As mentioned above, MSI CRC accounted for about 15% of all CRC patients. However, in this meta-analysis, the percentage of MSI-H patients was 11% and 9.4% in stage III and stage IV subgroup, respectively. The lower percentage may suggest that MSI-H/dMMR CRC have a reduced potential of metastasis [28, 53], but the underlying mechanism is yet to be clarified. One plausible explanation could be the stronger immunoreaction of MSI-H cancer [54].

Several aspects of this meta-analysis warrant further discussions. For advanced-stage CRC, chemotherapy was commonly recommended, but the chemotherapy regimen has altered a lot in recent decades; this may cause different effect on MSI-H and MSS patients. Therefore, we also analyzed the prognostic effect of different chemotherapy on these subgroups of patients; but there were no significant conclusions.

There are several limitations to this meta-analysis.
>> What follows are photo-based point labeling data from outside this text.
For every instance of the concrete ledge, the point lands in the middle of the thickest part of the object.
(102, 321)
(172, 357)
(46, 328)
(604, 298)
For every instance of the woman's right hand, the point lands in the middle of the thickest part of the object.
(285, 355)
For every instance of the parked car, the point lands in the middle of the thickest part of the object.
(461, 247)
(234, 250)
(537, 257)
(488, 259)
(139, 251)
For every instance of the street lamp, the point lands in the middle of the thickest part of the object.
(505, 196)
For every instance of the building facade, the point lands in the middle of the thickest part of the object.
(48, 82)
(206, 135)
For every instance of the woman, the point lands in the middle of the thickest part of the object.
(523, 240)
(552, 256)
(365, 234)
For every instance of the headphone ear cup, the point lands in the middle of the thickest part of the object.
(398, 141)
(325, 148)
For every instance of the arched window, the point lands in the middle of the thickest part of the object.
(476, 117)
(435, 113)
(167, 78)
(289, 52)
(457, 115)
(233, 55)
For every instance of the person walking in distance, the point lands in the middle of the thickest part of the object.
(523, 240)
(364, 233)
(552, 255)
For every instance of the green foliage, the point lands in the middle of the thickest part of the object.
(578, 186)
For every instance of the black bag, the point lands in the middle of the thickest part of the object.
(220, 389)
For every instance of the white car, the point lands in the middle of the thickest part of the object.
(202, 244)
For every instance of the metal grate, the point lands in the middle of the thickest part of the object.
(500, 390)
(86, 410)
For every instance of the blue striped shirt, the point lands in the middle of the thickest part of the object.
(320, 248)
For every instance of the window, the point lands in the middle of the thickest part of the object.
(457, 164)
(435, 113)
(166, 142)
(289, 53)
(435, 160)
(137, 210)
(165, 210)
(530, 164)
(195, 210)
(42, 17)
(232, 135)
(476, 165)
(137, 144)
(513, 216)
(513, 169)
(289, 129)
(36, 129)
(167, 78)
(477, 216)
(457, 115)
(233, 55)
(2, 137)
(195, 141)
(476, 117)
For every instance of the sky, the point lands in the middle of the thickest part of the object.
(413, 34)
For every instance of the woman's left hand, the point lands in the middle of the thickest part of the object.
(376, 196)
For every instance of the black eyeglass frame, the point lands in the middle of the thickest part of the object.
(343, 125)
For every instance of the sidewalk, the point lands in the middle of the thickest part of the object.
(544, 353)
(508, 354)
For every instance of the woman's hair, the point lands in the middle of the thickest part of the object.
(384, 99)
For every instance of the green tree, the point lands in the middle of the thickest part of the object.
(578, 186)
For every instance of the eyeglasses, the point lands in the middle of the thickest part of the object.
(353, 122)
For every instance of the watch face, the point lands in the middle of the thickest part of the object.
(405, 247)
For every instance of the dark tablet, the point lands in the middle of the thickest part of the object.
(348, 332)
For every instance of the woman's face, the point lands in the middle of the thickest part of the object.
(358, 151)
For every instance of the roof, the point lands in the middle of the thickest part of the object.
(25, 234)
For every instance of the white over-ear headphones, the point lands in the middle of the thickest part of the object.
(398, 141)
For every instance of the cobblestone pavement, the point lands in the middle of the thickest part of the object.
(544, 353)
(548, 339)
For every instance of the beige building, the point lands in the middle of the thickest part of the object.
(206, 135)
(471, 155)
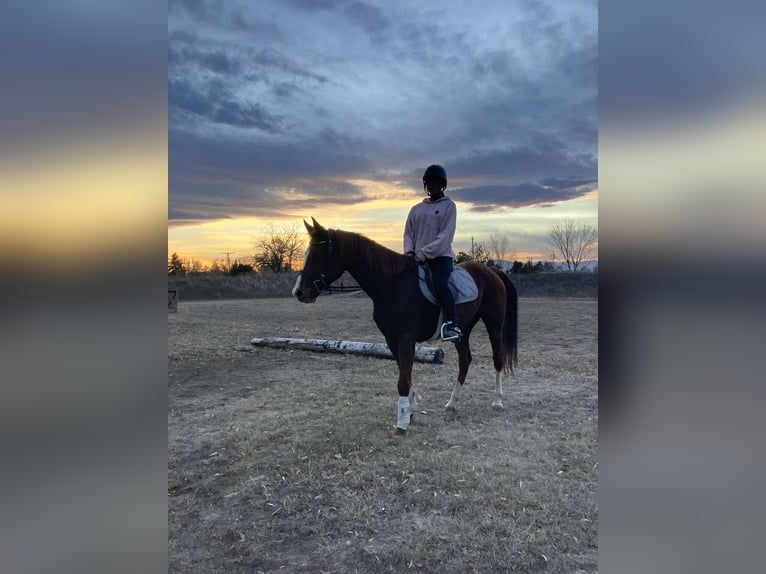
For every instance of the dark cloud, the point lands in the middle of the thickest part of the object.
(217, 105)
(492, 197)
(302, 95)
(700, 57)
First, the majority included researches that were non-RCTs due to the limited number of RCTs. Secondly, there was heterogeneity between the included studies and exaggeration may still exist even with the random-effects model. On the contrary, sensitivity analysis did not show obvious change in the pooled results, suggesting an acceptable result.

Thirdly, several researches did not provide HR, and relative survival data were extracted for the article in order to calculate the approximate HR. Although mathematically practical, this may cause a slight calculation error. Lastly, the researches focusing on stage IV CRC is very limited; therefore, this may not reach a very convincing result.

In conclusion, in contrast to stage II, MSI-H CRCs showed no good prognostic effect for OS, DFS, and DSS in stage III as well as OS for stage IV CRCs patients.